The Oregon Division of Financial Regulation has settled a lawsuit with a company that sold overpriced precious metals to Oregonians. (Getty Images)
The U.S. Attorney’s Office in Portland has won another case involving fraud of pandemic loans, with a Beaverton man convicted of defrauding banks and the federal government.
The U.S. District Court in Portland last week sentenced 62-year-old Theodore Johnson to serve 15 months in federal prison for one count of bank fraud. He also has to pay $320,000 in restitution for false declarations on applications for federal pandemic funds.
Court documents filed by U.S. Attorney Natalie Wight in Portland said that Johnson had “devised” a scheme to defraud two federally insured financial institutions in 2021 through his nonprofit Ten Penny International Housing Foundation. The scheme involved submitting applications for loans under the Paycheck Protection Program, which offered guaranteed loans up to $10 million for qualified employers to help them retain workers.
The program was one of two overseen by the U.S. Small Business Administration during the pandemic to keep nonprofits and businesses afloat during the pandemic. Paycheck Protection Program loans didn’t have to be paid back if employers met certain requirements, including using the money for staff, mortgage interest payments, rent or utilities. The other program, the COVID-19 Economic Injury Disaster Loan program, issued 30-year disaster loans with favorable fixed interest rates – 3.75% for businesses and 2.75% for nonprofit organizations – with 30-year terms. Those loans had to be paid back.
The programs disbursed about $1.2 trillion in 2021 and 2022 to businesses and nonprofits. Officials streamlined vetting procedures to release money quickly, making them vulnerable to fraud. An inspector general report from the Small Business Administration estimated last month that about 17% of the loans were based on fraudulent applications.
In Oregon, the U.S. Attorney’s Office has won convictions against 21 people for pandemic relief fraud. The vast majority have pleaded guilty to felonies – mostly wire or bank fraud – and sentenced to prison, office spokesman Kevin Sonoff told the Capital Chronicle.
The largest case in Oregon was against Salwan Wesam Adjaj, a 44-year-old former dentist from West Linn. He was ordered in February to pay $10.5 million in restitution and serve nearly six years in prison for attempting to steal more than $170 million in COVID relief funds. Adjaj submitted dozens of fraudulent loan applications using the names and employer identification numbers of fictitious business entities.
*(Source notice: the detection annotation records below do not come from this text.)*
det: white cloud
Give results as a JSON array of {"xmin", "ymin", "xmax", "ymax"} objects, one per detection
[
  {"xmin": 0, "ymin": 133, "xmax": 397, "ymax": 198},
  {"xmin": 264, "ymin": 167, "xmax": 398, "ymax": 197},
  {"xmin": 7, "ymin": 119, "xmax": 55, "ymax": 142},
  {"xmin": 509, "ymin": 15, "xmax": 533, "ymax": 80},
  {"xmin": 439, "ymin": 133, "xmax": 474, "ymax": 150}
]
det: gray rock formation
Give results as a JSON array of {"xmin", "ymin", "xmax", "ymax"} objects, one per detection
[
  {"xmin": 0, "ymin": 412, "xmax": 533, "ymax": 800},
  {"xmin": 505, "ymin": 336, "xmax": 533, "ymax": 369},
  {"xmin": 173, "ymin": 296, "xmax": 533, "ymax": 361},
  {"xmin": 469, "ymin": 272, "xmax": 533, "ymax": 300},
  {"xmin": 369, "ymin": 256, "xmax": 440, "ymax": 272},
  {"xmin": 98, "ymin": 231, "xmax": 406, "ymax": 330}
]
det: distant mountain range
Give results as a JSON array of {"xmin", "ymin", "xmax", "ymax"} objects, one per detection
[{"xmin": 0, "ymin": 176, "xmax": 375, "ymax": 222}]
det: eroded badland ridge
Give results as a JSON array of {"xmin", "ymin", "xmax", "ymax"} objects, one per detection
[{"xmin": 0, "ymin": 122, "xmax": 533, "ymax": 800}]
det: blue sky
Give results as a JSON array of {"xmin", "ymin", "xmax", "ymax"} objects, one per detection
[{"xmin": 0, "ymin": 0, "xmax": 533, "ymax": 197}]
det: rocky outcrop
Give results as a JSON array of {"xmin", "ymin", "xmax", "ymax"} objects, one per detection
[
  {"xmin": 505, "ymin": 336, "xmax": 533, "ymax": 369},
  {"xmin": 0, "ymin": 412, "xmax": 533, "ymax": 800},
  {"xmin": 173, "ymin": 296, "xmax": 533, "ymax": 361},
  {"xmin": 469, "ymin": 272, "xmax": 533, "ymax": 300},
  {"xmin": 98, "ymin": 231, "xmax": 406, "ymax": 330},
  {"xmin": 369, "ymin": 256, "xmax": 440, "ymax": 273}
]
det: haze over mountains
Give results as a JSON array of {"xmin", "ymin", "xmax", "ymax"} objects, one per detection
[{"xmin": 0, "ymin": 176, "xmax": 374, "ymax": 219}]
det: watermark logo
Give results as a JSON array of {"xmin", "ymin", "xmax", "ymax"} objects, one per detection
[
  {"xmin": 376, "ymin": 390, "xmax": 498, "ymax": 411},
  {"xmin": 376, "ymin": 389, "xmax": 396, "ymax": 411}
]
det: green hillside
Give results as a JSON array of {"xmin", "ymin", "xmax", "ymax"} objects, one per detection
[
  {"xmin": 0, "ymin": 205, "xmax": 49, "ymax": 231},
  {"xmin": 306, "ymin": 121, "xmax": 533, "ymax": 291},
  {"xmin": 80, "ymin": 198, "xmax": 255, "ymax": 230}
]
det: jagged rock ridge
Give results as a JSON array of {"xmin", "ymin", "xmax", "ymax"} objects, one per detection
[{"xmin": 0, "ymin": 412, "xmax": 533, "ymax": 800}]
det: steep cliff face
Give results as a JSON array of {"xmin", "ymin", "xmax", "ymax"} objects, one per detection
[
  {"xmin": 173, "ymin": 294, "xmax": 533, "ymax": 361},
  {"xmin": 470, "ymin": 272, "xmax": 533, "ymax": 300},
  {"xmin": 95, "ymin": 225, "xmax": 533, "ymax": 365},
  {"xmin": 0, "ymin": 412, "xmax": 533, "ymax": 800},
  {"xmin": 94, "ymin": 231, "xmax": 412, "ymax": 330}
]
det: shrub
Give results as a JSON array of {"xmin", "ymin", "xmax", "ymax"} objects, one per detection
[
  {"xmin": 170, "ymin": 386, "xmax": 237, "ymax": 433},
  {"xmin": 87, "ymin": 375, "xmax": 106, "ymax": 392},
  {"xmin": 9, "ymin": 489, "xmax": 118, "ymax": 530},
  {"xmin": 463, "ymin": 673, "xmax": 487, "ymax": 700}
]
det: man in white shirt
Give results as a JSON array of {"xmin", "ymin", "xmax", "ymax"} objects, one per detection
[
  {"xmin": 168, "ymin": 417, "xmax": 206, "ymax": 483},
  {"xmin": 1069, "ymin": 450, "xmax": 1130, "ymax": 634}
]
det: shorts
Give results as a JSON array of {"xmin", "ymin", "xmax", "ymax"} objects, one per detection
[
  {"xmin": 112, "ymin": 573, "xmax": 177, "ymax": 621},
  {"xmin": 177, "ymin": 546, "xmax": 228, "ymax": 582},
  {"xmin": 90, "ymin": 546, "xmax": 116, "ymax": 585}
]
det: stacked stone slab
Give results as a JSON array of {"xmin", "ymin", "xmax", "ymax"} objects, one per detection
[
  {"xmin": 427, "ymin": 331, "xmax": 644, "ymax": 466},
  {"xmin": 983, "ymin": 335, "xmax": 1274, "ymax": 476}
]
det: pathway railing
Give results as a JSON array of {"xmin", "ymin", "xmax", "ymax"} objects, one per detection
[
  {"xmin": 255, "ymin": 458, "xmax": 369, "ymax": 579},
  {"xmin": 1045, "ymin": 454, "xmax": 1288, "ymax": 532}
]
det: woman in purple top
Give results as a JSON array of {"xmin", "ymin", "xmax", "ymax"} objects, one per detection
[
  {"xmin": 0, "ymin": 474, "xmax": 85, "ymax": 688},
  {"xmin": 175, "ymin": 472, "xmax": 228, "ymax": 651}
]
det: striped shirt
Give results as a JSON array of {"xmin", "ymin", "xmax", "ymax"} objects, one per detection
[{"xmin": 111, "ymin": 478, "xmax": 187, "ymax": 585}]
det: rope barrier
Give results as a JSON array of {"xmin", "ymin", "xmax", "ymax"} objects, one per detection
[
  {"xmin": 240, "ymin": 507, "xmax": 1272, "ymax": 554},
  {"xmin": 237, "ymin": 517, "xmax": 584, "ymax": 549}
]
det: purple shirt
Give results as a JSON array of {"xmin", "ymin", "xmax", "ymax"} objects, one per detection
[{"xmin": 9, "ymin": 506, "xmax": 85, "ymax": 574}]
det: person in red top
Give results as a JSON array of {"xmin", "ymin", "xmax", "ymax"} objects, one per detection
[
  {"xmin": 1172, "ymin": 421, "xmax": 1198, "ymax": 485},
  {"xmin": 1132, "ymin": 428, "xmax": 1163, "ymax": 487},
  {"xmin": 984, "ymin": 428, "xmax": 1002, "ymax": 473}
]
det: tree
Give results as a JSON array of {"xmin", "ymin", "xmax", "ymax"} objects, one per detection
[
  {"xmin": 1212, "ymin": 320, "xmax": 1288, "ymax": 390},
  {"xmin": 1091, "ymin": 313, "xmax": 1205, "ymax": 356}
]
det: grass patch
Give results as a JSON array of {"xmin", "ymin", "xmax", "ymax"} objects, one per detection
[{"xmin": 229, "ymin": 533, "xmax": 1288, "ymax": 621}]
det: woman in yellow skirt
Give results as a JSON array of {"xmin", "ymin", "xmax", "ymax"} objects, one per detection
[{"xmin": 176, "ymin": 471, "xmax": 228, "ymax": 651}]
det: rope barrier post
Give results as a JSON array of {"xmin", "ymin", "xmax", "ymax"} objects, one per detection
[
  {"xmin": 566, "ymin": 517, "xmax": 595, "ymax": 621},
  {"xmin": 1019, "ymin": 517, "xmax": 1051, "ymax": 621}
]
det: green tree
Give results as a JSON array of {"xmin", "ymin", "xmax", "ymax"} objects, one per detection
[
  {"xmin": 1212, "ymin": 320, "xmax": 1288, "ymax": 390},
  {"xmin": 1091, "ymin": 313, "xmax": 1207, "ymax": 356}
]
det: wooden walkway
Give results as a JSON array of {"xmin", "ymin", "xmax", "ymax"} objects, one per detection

Another case in January 2022 led to Andrew Aaron Lloyd, 51, of Lebanon, being sentenced to four years in prison and $4 million in restitution for pandemic relief fraud. The government seized stock, securities and cash from his accounts worth more than $18 million.
Sonoff said the U.S. Attorney’s Office continues to pursue cases and will add an assistant U.S. attorney in the coming months to work exclusively on these cases. He declined to provide details.
The case against Johnson is the office’s latest involving pandemic relief fraud. He obtained a $143,000 loan in 2021 for Ten Penny, claiming that the nonprofit employed 16 people and had an average monthly payroll of more than $57,000, court documents said. He also submitted a 2019 tax form showing that Ten Penny’s total revenue was about $785,000 and that nine people were paid as officers, directors or trustees up to $99,000 a year.
Court records show Johnson even used a counterfeit Internal Revenue Service stamp on the 990-EZ tax form to try to show that the document was legitimate. To further support his application, Johnson submitted a 2019 Employer’s Annual Federal Unemployment Tax Return for Ten Penny, falsely claiming that he paid $624,000 to employees, court documents said.
The real 2019 tax form signed by Johnson on behalf of Ten Penny reported about $23,000 in revenue and identified six people as officers, directors or trustees. None was paid, the form showed.
Besides that loan, Johnson obtained $130,000 with an application that claimed – again – that Ten Penny employed 16 people, with an average monthly payroll of $50,000. Johnson also obtained nearly $35,000 in 2021 through the Oregon Cares Fund program, court records said.
U.S. District Judge Michael Simon sentenced Johnson to serve his 15 months at Sheridan Correctional Institution in Sheridan, which has medium and minimum security facilities. Johnson will face three years of supervision after he is released.
Ten Penny, originally incorporated in 2017, with Johnson as incorporator and director of operations, ceased operations last November, according to a filing with the Oregon’s Secretary of State’s Office.